Pretty much any app that uses a toolkit won't need to be rewritten. Most of them just need small changes, or even no changes.

Those that are written to use Xlib directly, sure, they'll take some work (though rewritten? doubtful). If their maintainers don't want to do that, they'll still run under Xwayland.


These apps were written for X11 and NFS, so they can run on any node in a cluster. The were typically deployed on commercial UNIX systems and ported to Linux when Sun went belly up. In practice, I don't think porting them again will be needed. It is enough to qualify a different distribution if Redhat chose to exit the workstation market. There are already companies like NoMachine that keep X11 running.

It is not even about the access (people usually use nx or even vnc for that). It is about having a system that can work as a part of a cluster (network filesystem, X11), with all base GUI utilities (terminals, file managers, browsers, pdf viewers) supporting that.


> And so is X11. We are heading for a dual stack desktops.
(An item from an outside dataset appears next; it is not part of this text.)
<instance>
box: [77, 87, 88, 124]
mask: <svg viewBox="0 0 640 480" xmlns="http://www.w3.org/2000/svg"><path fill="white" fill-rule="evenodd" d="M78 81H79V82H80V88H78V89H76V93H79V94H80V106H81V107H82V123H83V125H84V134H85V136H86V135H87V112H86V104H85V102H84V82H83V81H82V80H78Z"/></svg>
IMO, we're heading for "X11 over Wayland" desktops, in which the only X11 implementation is Xwayland. These expensive applications which target X11 will keep working, through that compatibility layer.


If the apps target Linux/X11, wouldnt they also have to be rewritten to switch OS?


There are other Unix systems but by far the easiest solution is simply making sure all installed apps can still behave as X11 clients. Wayland or Xwayland is not really any issue. Few people use Xorg directly, as the new deployments usually require some form of a remote access.


I think it's trivial to run X11 applications under wayland, in a sandbox.